Researchers at the University of Illinois in Urbana Champaign have developed a simple process to grow upright copper nanowires on different surfaces. The nanowire arrays could find use in field-emission displays, a new type of display technology that promises to provide brighter, more vivid pictures than existing flat-panel displays. In such an application, the nanowires would be used to fire electrons at phosphor particles on a screen, lighting them up.
The new manufacturing method, developed by Kyekyoon Kim and Hyungsoo Choi, leads to copper nanowires between 70 nanometers and 250 nanometers wide. The researchers can use the process to grow the nanowires on various surfaces, including silicon, glass, metal, and plastic.
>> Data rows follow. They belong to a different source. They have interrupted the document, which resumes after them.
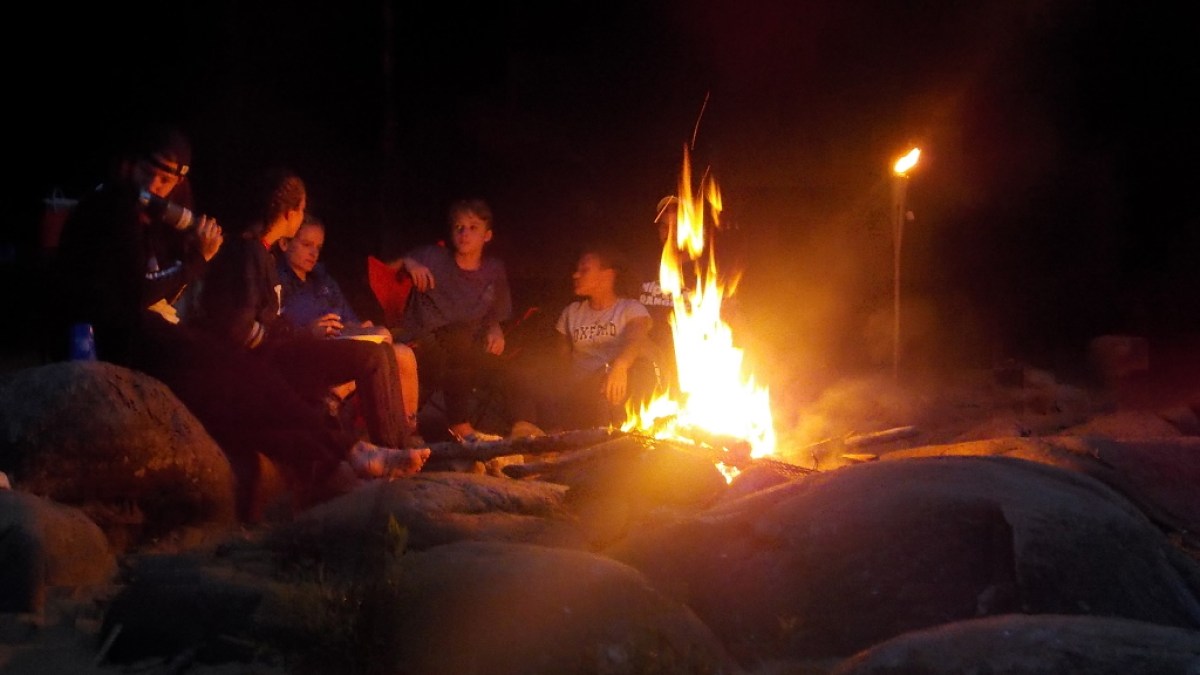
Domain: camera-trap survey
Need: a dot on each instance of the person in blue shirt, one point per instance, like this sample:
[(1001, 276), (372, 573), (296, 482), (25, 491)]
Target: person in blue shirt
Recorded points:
[(453, 317), (312, 300)]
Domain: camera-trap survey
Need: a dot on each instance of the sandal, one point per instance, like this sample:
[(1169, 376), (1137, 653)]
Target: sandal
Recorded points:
[(376, 461), (475, 437)]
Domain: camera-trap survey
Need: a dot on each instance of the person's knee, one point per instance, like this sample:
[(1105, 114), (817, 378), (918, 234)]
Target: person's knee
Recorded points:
[(406, 359)]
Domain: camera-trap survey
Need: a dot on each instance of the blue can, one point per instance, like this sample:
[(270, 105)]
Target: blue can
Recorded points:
[(83, 342)]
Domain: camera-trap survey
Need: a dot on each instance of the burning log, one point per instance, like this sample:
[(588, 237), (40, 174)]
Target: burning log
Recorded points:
[(486, 451), (894, 434)]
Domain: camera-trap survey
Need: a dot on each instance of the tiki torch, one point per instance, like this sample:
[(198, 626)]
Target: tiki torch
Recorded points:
[(899, 211)]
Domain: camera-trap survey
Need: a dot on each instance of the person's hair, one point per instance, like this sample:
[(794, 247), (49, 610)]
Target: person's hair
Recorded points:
[(615, 258), (282, 191), (473, 205), (163, 142)]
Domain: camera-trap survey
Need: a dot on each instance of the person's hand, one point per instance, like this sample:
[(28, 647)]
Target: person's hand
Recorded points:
[(327, 326), (493, 341), (377, 330), (210, 237), (616, 383), (421, 275)]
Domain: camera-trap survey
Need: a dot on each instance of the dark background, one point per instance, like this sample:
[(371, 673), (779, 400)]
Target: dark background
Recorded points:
[(1055, 199)]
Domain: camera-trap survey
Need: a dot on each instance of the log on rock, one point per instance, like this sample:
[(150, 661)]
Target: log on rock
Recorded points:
[(484, 451), (893, 434)]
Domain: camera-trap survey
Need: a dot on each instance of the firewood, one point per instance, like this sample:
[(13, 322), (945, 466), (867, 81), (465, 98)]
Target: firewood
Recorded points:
[(893, 434), (484, 451)]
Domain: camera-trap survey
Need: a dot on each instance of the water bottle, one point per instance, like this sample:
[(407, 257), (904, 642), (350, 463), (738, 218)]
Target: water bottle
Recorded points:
[(169, 213), (83, 342)]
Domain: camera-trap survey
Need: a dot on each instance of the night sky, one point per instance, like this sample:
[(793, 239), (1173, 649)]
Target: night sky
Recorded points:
[(1054, 201)]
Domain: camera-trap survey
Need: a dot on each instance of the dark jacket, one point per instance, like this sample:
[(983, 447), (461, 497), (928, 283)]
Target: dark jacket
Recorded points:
[(112, 266), (240, 299)]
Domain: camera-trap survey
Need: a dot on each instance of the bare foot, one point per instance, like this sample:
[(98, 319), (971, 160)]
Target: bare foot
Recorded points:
[(377, 461)]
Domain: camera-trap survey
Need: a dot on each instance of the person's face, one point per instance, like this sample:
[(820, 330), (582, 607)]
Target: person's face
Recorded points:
[(304, 250), (469, 233), (592, 278), (154, 179), (665, 222)]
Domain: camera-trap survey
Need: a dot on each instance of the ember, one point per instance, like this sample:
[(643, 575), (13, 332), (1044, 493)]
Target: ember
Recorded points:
[(717, 398)]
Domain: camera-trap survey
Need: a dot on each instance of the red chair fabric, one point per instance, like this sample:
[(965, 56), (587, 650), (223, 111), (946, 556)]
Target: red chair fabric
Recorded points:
[(390, 287)]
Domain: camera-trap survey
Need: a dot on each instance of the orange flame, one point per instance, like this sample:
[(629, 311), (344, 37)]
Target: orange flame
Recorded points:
[(715, 395), (905, 163)]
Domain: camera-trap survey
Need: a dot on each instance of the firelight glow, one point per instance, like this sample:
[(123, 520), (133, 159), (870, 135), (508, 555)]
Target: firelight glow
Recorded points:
[(715, 395), (906, 162)]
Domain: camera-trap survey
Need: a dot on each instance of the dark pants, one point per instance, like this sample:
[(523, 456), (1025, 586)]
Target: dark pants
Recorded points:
[(313, 365), (246, 405), (454, 362), (555, 398)]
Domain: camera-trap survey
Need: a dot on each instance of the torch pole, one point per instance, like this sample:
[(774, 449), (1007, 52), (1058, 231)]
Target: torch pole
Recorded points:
[(899, 189)]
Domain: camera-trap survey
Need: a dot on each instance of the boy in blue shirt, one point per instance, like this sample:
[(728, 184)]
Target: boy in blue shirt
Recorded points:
[(453, 318), (313, 300)]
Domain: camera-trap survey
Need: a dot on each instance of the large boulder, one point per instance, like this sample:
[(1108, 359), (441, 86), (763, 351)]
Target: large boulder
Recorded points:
[(42, 545), (1159, 475), (1035, 645), (433, 508), (501, 608), (118, 444), (832, 563)]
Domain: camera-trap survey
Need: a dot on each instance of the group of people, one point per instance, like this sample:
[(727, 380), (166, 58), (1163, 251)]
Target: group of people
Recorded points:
[(257, 339)]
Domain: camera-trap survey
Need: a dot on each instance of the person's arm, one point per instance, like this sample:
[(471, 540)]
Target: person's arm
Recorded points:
[(423, 278), (633, 340), (231, 296), (499, 310)]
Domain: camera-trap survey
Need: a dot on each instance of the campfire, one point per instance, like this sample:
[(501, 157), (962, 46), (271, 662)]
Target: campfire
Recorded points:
[(717, 404)]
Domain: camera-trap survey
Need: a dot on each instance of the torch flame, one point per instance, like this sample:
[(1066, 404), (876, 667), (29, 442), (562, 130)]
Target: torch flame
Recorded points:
[(717, 399), (906, 162)]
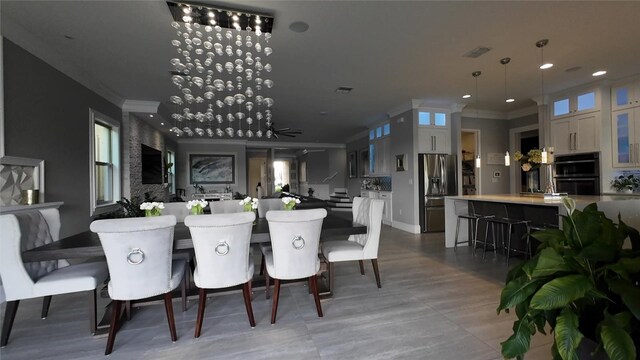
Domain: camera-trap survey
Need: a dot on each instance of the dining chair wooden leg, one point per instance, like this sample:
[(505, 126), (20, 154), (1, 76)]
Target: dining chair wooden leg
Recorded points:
[(313, 279), (184, 288), (113, 329), (46, 302), (168, 306), (9, 317), (246, 291), (331, 277), (93, 311), (267, 285), (374, 262), (276, 296), (262, 265), (202, 302)]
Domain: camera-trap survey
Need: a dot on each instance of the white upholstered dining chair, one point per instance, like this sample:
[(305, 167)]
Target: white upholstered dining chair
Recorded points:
[(222, 243), (139, 255), (358, 247), (295, 236), (24, 231), (225, 206)]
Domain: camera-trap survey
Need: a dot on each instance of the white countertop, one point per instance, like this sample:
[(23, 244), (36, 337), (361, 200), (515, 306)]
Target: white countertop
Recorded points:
[(539, 200)]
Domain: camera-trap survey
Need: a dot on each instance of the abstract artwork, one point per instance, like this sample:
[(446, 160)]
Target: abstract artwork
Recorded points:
[(212, 169)]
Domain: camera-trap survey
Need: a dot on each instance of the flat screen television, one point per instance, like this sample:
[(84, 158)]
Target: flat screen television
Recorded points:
[(151, 165)]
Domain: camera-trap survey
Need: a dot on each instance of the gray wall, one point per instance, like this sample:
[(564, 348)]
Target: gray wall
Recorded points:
[(47, 117), (182, 164), (405, 188), (353, 185), (494, 138)]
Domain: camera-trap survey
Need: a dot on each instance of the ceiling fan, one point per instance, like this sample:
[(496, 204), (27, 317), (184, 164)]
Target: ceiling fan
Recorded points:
[(286, 131)]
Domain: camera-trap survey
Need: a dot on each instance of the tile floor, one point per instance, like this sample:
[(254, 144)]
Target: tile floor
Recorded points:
[(434, 304)]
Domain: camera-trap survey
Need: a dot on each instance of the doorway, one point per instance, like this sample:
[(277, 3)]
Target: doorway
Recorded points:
[(470, 174)]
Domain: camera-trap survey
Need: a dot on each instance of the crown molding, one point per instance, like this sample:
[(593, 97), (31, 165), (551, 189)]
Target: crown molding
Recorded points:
[(357, 136), (522, 112), (22, 37), (141, 106)]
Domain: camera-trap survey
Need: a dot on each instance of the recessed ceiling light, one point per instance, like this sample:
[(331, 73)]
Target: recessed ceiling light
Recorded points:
[(344, 90), (299, 26)]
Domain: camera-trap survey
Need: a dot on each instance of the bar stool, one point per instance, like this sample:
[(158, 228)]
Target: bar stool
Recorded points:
[(466, 210), (502, 220)]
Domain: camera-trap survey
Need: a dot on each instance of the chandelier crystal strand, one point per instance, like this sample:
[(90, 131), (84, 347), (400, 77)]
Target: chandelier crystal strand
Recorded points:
[(208, 74)]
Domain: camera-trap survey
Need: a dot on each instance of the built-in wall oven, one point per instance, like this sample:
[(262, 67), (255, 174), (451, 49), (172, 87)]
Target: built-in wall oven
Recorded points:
[(578, 174)]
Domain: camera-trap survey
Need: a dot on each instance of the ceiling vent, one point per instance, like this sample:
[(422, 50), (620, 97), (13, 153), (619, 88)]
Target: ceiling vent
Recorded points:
[(477, 52), (343, 90)]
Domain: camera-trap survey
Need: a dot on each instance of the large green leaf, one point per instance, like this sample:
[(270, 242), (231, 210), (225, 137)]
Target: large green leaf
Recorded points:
[(630, 295), (566, 334), (549, 262), (561, 291), (617, 343), (516, 291), (518, 343)]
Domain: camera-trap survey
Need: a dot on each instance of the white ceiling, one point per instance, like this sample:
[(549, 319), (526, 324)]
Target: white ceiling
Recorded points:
[(389, 52)]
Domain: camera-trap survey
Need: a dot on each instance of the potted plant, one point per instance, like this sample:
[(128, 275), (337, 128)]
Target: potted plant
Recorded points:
[(625, 183), (583, 284)]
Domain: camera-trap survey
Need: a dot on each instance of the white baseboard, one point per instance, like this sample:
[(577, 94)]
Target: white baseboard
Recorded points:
[(414, 229)]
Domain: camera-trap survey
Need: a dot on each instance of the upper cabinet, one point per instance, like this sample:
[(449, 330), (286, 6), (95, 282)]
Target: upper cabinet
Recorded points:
[(434, 131), (625, 96), (625, 125), (575, 122)]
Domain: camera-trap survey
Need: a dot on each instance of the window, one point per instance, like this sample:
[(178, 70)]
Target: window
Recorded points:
[(171, 171), (104, 142), (424, 118), (561, 107), (281, 175)]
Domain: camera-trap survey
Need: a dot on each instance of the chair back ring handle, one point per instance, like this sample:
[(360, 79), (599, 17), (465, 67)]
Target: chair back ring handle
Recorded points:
[(135, 256), (222, 248), (298, 242)]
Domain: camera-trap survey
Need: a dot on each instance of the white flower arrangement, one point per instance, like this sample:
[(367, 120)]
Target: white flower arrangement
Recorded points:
[(196, 206), (152, 208), (290, 203), (249, 203)]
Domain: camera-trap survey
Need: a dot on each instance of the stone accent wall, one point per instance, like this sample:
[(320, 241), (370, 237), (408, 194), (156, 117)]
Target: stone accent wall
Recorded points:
[(142, 133)]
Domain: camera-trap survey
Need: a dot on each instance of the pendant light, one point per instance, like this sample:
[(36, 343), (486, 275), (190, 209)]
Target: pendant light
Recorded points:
[(476, 74), (505, 61)]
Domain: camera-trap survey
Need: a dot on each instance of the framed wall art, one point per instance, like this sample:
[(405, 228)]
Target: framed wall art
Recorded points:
[(212, 169)]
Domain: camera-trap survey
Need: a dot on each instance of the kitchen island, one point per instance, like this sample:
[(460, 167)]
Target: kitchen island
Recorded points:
[(628, 207)]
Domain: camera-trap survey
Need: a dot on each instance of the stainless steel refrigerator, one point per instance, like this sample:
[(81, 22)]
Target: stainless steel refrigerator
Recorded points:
[(437, 178)]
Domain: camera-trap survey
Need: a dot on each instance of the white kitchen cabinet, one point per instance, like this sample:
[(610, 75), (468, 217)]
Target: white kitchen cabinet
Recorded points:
[(434, 141), (626, 137), (625, 96), (576, 134)]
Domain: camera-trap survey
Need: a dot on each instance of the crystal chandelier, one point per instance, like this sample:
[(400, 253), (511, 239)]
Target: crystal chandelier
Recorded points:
[(220, 72)]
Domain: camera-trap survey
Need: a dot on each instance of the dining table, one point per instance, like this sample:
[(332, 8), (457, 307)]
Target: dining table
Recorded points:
[(87, 245)]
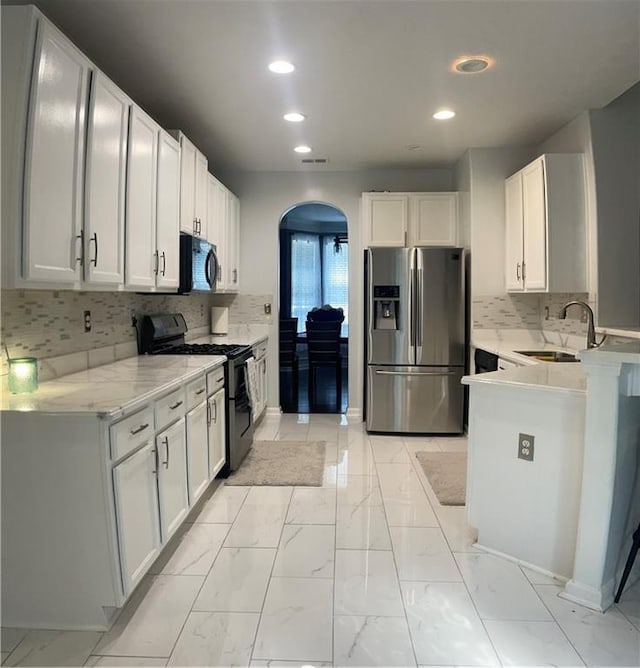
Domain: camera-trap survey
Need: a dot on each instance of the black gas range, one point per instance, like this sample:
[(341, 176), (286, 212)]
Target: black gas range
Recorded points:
[(163, 334)]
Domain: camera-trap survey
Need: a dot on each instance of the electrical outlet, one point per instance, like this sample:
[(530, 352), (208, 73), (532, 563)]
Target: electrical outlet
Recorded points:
[(525, 447)]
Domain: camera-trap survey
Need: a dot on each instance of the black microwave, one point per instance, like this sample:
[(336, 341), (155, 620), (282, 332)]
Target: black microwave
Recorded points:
[(198, 265)]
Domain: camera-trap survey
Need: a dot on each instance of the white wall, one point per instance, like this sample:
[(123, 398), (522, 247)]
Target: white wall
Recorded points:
[(265, 196)]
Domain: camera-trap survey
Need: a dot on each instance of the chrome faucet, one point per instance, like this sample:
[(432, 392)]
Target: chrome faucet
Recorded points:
[(591, 332)]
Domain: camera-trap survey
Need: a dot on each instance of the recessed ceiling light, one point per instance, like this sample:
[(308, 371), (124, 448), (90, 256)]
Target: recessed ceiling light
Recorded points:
[(472, 64), (294, 117), (281, 67)]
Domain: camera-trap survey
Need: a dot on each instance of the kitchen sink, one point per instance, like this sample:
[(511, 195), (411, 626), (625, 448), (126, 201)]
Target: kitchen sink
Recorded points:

They describe the nanowire array and demonstrate a prototype field-emission display in an online Advanced Materials paper.
Vertical arrays of metal nanowire hold promise for making chemical and biological sensors in addition to electron emitters in field-emission displays (FEDs). But the difficulty of growing well-defined arrays has kept these technologies at bay, says Yugang Sun, a scientist at Argonne National Laboratory’s Center for Nanoscale Materials. Controlling the vertical growth of nanowires typically involves growing them in a template made from another material. Fabricating and then washing away the template is time-consuming. Moreover, many of these methods involve transferring the nanowires to the desired surface.
The new method does not require a template. The researchers use a common synthesis method called chemical vapor deposition. They expose the substrate to vapors of a specially made copper-containing compound at 200 to 300 degrees Celsius. The resulting copper nanowires that grow on the substrate are five-sided with a sharp pentagonal tip. “The challenge is to design and synthesize a precursor and proper conditions under which nice wires will grow,” Kim says.
The copper nanowires are suitable for use in FEDs because they are uniform and have a very pointed tip. “The smaller the tip size the stronger the electric field,” Kim says. “That is why even with a very small voltage…they will become very efficient electron emitters.” The nanowires emit electrons at low voltages of 100 Volt, unlike the tungsten filament used in conventional, bulky cathode-ray-tube televisions (CRTs), which require many kilovolts.
Field-emission displays promise to be less power-hungry than plasma screens and liquid crystal displays, while keeping a CRTs brightness and sharpness. They work on a similar principle as CRTs, but are only a few millimeters thick. Instead of using a single electron gun, they use millions of tiny electron emitters to shoot electrons at red, green and blue phosphors coated on a screen.